“Not just GenAI” Leadership Series — Part II
This is part of a series of bite sized quick-reads that will equip leadership levels with the requisite information around GenAI and related areas, enabling you to question proposals and make more informed decisions around such investments.
These posts will take a balanced approach — talking about not just the strengths of these technologies, but also areas to watch out for. These topics would intentionally be presented in a simple discussion-like manner, rather than a dry/abstract third-party tone…Let’s dive in.
“How to find enterprise use cases that can leverage GenAI?”
The above question would be akin to asking,” What problems can I solve with a screwdriver?” rather than asking, “What are the prioritized list of problems that need to be solved, regardless of whether you use a screwdriver or a hammer or something else for the solution?”

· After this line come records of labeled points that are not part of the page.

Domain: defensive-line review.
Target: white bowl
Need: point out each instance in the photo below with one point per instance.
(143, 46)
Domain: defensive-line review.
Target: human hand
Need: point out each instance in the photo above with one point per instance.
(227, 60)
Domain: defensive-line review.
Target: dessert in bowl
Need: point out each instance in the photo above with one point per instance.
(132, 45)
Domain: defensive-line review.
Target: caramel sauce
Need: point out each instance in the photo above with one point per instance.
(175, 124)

Why look for use cases that leverage GenAI? Why not prioritize your business problems first, and then, if some of those problems can be solved by GenAI, so be it.
This is not just theoretical semantics. It’s a fundamentally incorrect way GenAI is being approached in an alarmingly large number organizations, that can lead to misplaced investments.

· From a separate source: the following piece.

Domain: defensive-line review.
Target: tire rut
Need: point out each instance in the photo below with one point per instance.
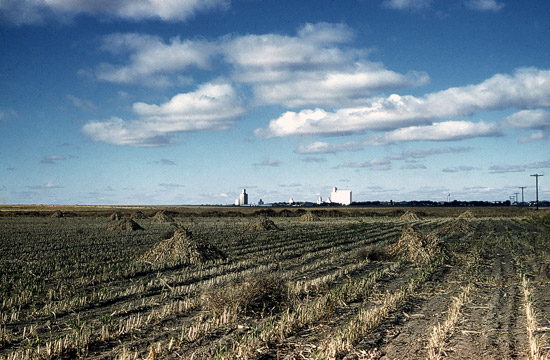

Yes, GenAI is powerful, but it is not a panacea. It’s just one part of a bouquet of Digital Business components that can work together to elevate your business, provided the time-tested business principles are adhered to.
“If a business problem is already defined and prioritized, how does one check if GenAI is an appropriate solution for that?”
Now that’s a good question. You wouldn’t want to start with GenAI as the solution option. First of all, check if regular business rules can solve the problem. Such rules are deterministic. Meaning, you can predict their behaviour. You know what to expect, because you (and not the machine) defined those business rules.
So, if business rules can solve the problem at hand, look no further.
Having said that, there may be problems where such deterministic rules may not work. This could be because you do not know what rules will work. Or, it could be because the underlying business and data conditions change so rapidly that the rules defined today could get obsolete very quickly.
In such situations, the next best option is to look for applying Machine Learning (ML) techniques – either Discriminative or Generative. A gist of the 2 approaches is given below, but more details are presented in Part-I of this series.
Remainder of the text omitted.